Допиваем чай и двигаем дальше. Вымоченная на тренировке одежда потихоньку приходит в порядок. У меня все высохло еще на привале, а горки ребят еще немного влажноваты, но горное солнышко выпаривает воду буквально на глазах. К концу первого перехода последствия снежных занятий уже не ощущаются. Поэтому и гонял их не утром, а в обед, когда солнце самое жаркое…
Таджикистан, Фанские горы, Мутные озера
Санечка
– Санечка, одевайся, вниз пойдем.
– Кто падет?
– Мама пойдет, деда пойдет. И бабушка.
– Папа падет?
– Папа клиентов проведет через перевал и тоже придет.
– Када?
– Через несколько дней.
«Всегда так. Кого-нибудь нет рядом. То мама уйдет, то папа, то оба. А я хочу, чтобы все были. Но не спорить же с мамой!»
– Пусть он яньше пидет!
– Он постарается.
– Холосо.
«Я согласная. Папа всегда старается. Папа хороший. Папа меня любит. И мама тоже. И деда с бабой. И я их люблю. Они хорошие. Сейчас домой пойдем. В лагерь. В лагере хорошо. У меня там камешки красивые есть. И игрушки. Но камешки лучше…»
Окрестности Новосибирска, расположение N-ской десантной бригады – Новосибирск
Андрей Урусов (Седьмой)
«Шишига» завелась на удивление легко. Чихнула пару раз двигателем и радостно заурчала в предвкушении дороги. Водитель, ефрейтор Ванька Герман, хотел было заикнуться о путевом листе и карточке старшего машины, но не рискнул связываться с «чокнутым хохлом», как за глаза, а нередко и в глаза звали Урусова. Обижаться Андрей и не думал, как можно на правду обижаться? Если родился на Донбассе и жил да служил там почти двадцать семь лет…
– Поехали! – скомандовал Урусов и уткнулся в телефон.
– Едем куда? – Герман решил хотя бы маршрут уточнить.
– К комбату сперва, потом ко мне. Там грузимся, потом опять на Петухова, и в часть. Цигель-цигель ай-лю-лю, Вано, управимся за три часа – с меня бакшиш. Вкусная и полезная. В большой и красивой.
– А по-русски никак? – буркнул водитель, разворачиваясь по парку. – Понаехали, понимаешь!
– Понаоставались! – парировал ворчание ефрейтора Урусов и снова начал терзать многострадальный телефон.
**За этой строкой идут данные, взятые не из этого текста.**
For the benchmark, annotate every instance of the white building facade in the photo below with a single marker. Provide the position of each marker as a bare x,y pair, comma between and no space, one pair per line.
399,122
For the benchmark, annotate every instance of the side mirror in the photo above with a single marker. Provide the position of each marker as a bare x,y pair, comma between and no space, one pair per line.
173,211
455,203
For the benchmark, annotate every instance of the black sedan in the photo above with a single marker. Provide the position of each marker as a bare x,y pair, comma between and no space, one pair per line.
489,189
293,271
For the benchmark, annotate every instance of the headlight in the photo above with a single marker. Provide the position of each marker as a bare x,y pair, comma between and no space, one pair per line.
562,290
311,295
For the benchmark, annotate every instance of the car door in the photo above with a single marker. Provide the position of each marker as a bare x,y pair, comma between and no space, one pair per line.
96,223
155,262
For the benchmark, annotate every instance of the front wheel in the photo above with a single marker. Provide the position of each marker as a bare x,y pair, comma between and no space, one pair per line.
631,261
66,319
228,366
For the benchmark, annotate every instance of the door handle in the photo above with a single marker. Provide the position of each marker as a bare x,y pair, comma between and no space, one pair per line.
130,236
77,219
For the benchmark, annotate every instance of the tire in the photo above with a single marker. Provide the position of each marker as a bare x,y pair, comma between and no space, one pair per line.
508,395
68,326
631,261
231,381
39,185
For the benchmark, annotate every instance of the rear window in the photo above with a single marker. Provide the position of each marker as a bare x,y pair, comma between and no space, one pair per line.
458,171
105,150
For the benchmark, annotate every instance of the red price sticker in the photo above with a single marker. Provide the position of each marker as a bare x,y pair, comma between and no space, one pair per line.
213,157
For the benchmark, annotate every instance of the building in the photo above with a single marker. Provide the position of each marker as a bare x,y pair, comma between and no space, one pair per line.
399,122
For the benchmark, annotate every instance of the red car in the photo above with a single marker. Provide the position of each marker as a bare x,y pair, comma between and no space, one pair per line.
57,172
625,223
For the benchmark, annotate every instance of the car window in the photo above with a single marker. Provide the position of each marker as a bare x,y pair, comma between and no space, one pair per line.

– А если гаишники пристанут?
– Лесом пойдут, – не отрывая телефон от уха, ответил старший сержант. – Есть! – и быстро-быстро, глотая слова и окончания, начал кричать в трубку: – Влада, начинай собираться, буду минут через сорок! Вещи, бумагу, карабин не забудь!
– …Или ваишники встретятся, – продолжал нудить Герман. – Какие там сорок минут, за полдня бы управиться…
– Я тебе сейчас щелбанов полную голову настучу и из кабины выкину! Чтобы не каркал! – обернулся к нему Урусов. – Нет, Кошка, не тебе, зольд тут страх потерял! Да, Ванька, кто же еще? Все поняла? Умница! Скоро буду.
Спрятав телефон в карман, Андрей уже всем корпусом развернулся в тесной кабине и прошипел Герману в ухо:
– Мы сейчас гоним очень быстро. А потом еще быстрее. А если гавкнешь под руку – сделаю, что обещал. И даже больше. Осознал, военный? – уже нормальным голосом спросил Урусов у водителя.
– Осознал, – только и ответил тот и с каменным выражением лица вцепился в руль.
– Вот и отлично, вот и молодец. Педальку в пол, и полетели, сахарный мой.
Им очень повезло. Толмачевское шоссе было практически пустым. А оба стационарных гаишных поста проводили «шишигу» скучающим взглядом. Катят куда-то военные, да пусть катят. Денег у них нет, а возни много.